Yes, the right thing to do would be to replace large chunks of this and design a better normalized data solution that satisfied all the systems involved. Unfortunately, in this instance I don't have the luxury of time or money to go that route. I wouldn't describe myself as a experienced developer, but I have been in this business for a long time, and I know the kind of hole I'm digging for myself by choosing this method.

> I've decided to make use of the MySQL GROUP_CONCAT, and CONCAT_WS > functions to return a fast query result, with the consolidated fields > as one string. > The final data is to be displayed and downloaded (CSV), but not all > fields will be available for each "row", which makes serialization > awkward.

So what lead you to decide to use Rails for this? Given Rails has *no* practical EAV support (just a bit of munging with plugins), it strikes me as a strange decision to try to use it to analyse your data. Is there no "EAV data analysis" tool you can find to do the job, rather than having to create huge amounts of DB views and/or model manipulation.

It's more complex (isn't it always). A large part of the database is well-formed, normalized and friendly. This little area that only recently came to my attention is not (EAV). Rather than re-tool my entire solution design, I'm sticking to the original plan, and shoe- horn this section in (and it is a relatively small section in the scheme of things).

I freely admit that Rails is not the best solution for this. I'd even go as far as to say that it falls into the category of "right now I have a hammer, so everything looks like a nail", by which I mean: I don't do a lot of development, especially web-app development, and spent some time at the beginning of the year learning RoR. I liked it, even if I wasn't always using it in the manner for which it's most suitable. It's been suggested that something like "Sinatra" would be a much better fit for this, and quick peek seems to show that it probably would. However, in the short time available to complete this project, I can't deal with struggling to get through all the "gotchas" of another framework.

Lame excuses, I know. Completely at odds with the dogma of RoR development.

I'm not saying to *not* continue what you're doing - just curious that it seems you've picked a route that needs more work than should be reasonable, and don't seem to be looking at any other options.

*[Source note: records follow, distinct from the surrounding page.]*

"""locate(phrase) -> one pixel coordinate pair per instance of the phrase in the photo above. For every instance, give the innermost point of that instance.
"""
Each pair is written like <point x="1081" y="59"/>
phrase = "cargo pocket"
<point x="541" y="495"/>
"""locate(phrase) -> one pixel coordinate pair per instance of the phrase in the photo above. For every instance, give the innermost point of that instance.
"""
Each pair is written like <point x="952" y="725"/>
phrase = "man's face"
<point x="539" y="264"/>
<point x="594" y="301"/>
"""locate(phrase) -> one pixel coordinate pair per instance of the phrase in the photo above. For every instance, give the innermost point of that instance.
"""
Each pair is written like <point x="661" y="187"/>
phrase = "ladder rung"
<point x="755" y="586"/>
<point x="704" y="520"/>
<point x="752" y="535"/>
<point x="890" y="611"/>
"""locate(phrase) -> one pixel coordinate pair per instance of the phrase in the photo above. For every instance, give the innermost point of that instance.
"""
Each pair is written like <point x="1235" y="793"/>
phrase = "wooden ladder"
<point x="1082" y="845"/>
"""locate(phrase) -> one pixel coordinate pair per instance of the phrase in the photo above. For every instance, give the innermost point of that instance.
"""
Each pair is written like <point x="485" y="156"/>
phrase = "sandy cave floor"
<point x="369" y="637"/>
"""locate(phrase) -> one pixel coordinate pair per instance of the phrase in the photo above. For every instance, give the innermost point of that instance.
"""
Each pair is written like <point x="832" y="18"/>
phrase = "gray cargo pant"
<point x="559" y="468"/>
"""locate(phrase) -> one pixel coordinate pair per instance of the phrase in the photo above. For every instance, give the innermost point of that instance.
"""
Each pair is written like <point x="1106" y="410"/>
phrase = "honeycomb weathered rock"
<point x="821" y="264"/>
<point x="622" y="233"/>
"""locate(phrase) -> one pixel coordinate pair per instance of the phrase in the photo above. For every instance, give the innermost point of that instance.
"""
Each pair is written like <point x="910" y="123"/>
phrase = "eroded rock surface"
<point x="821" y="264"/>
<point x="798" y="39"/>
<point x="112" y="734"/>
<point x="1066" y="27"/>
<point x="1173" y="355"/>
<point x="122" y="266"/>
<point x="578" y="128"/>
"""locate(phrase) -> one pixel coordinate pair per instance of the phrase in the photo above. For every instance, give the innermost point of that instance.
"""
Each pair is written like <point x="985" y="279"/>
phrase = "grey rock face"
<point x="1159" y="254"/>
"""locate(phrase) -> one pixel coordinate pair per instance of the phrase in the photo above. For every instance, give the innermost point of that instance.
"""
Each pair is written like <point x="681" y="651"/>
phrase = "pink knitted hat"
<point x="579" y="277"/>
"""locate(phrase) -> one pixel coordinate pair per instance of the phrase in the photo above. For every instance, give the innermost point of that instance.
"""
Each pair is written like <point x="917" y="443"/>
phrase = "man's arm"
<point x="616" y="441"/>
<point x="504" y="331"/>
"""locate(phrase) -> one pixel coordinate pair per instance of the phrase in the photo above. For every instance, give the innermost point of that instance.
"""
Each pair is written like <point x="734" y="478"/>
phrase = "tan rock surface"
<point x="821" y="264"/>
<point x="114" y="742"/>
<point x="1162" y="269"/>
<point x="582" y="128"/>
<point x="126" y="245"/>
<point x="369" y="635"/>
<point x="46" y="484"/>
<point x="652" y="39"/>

It's always worth considering admitting that you might be making lots of work for yourself and a new start may be more economical in the long run.

FWIW Many (6-ish) years ago I got an EAV data export from SurveyMonkey dumped on my desk, and after importing it into a SQL DB, I produced Excel cross-tabulated reports with a combination of a big plain old SQL query (with *lots* of joins! :slight_smile: to get the data into a "relation" equivalent, and used Excel's pivot-table functionality to do the "heavy lifting" of getting information from those rows.

With data migration, I generally opt to get down to the raw data and manipulate it all in code. I know it can be a little less efficient, but when it's my code, at least I know I can trust it, or at least fix it when it breaks. Having said that, the pivot table stuff in Excel can be pretty useful.

Okay, well, given you want to try to make your life easier in a very special and specific use-case, and I can see a bit more about the angle you're coming at this problem; If you're going to programmatically solve this in a potentially quick-and-dirty way, because the powers-that-be must be demanding the "reports", try seeing if OpenStructs [1] will help you build up collections of pseudo--relational-records made up from the EAV records. They're a nice solution for creating "something" that behaves like an AR object for the majority of time - you could even extend one of the "tableless model" [2] implementations to keep more standards in your interfaces.

[1] Class: OpenStruct (Ruby 3.1.2)

[2] ruby on rails 2 - ActiveRecord::Base Without Table - Stack Overflow or Google for others...

Interesting. OpenStruct might very well come in handy. Thanks.